Ad aprirci la porta verso le ultime frontiere del whisky è il 13 Bootleg di Palermo, uno “spirit store” nato poco più di un anno fa dalla ferma passione per i distillati, in particolare whisky e rum, che ha unito i due soci ed amici, Gianfranco Filizzola e Salvatore Di Gaetano, nel progetto. 

Adagiati sulle poltrone di pelle, da un’ottica privilegiata, circondati da bottiglie con etichette esclusive ci affacciamo su un modo nuovo di vedere il whisky sempre più apprezzato e sempre più di moda, complice forse il boom scatenato anni fa dal celebre e premiato film ambientato in un lussuoso albergo di Tokyo “Lost in Traslation”; stiamo parlando dei whisky asiatici che affondano le loro salde radici in Giappone. L’origine della prima distilleria risale ai primi anni '20 ed è legata al nome di Masataka Taketsuru, nato da una antica famiglia di produttori di sakè e considerato il padre del whisky giapponese. Di ritorno dai suoi studi in Scozia portò a casa due grandi passioni, l’amore per una donna e quello per lo scotch whisky, distillato simbolo della tradizione scozzese. Nel 1924 in società con Shijiro Torii, farmacista di successo ed imprenditore, fondò quella che oggi si chiama Suntory, la prima distilleria di whisky situata nelle vicinanze di Kyoto, area famosa per l’eccezionale qualità delle sue acque. Taketsuru decise in attenersi fedelmente al disciplinare di produzione scozzese apportando qualche leggera modifica per adattarlo alle differenze di clima e di terreno. Nel 1934 decide di non abbandonare il suo sogno, si mette in proprio e fonda la Nikka sull’isola di Hokkaido. Sceglie il nord del Giappone perché secondo lui era la parte di territorio che più si avvicinava alla Scozia. La Suntory e la Nikka restano ancora oggi le aziende maggiori produttrici di whisky giapponese nel mondo. Iniziare la produzione del distillato scozzese in Giappone fu comunque una scelta coraggiosa e difficile che inizialmente non ebbe l’aspettato successo, passarono anni prima che il popolo del sakè riuscisse ad apprezzare un distillato diverso ed innovativo, così lontano da quelle che erano le abitudini locali. Ma la disciplina e il metodo che caratterizzano la cultura giapponese uniti all’arte scozzese nella preparazione dello scotch whisky non poteva che essere un successo. E se fino al 2000 questi prodotti gravitavano solo nel mercato interno a partire dal 2001 il susseguirsi di premi ricevuti e la vittoria sugli scozzesi, affermarono e confermarono la riuscita dei whisky giapponesi a livello mondiale, consacrando il Giappone come produttore di whisky oltre che di sakè.

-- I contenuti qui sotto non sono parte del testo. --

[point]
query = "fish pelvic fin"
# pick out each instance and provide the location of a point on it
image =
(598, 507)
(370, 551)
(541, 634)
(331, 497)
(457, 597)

Il mercato dei whisky giapponesi è assolutamente un mercato di nicchia dove spesso la richiesta del consumatore supera la disponibilità del prodotto che diventa introvabile anche nelle distillerie stesse. Questo tipo di mercato così elitario è rafforzato dalle particolari regole sulla distribuzione del whisky in tutto l’arcipelago. Ogni distilleria infatti affida la propria produzione per intero al distributore il quale ha il compito di smerciare in tutto il mondo compreso il mercato interno, rendendo spesso difficile la reperibilità di alcune bottiglie. I whisky giapponesi sono creati con particolare attenzione alla morbidezza del prodotto utilizzando i vecchi metodi di distillazione ormai quasi abbandonati dai maestri scozzesi. In Giappone il distillato viene consumato come in occidente,  gran parte è utilizzato nella preparazione di cocktail mentre quello di alta qualità viene bevuto on the rocks, in bicchiere con ghiaccio. In molte parti del Giappone è diffusa l’usanza di bere whisky con aggiunta di acqua calda in inverno e fredda in estate.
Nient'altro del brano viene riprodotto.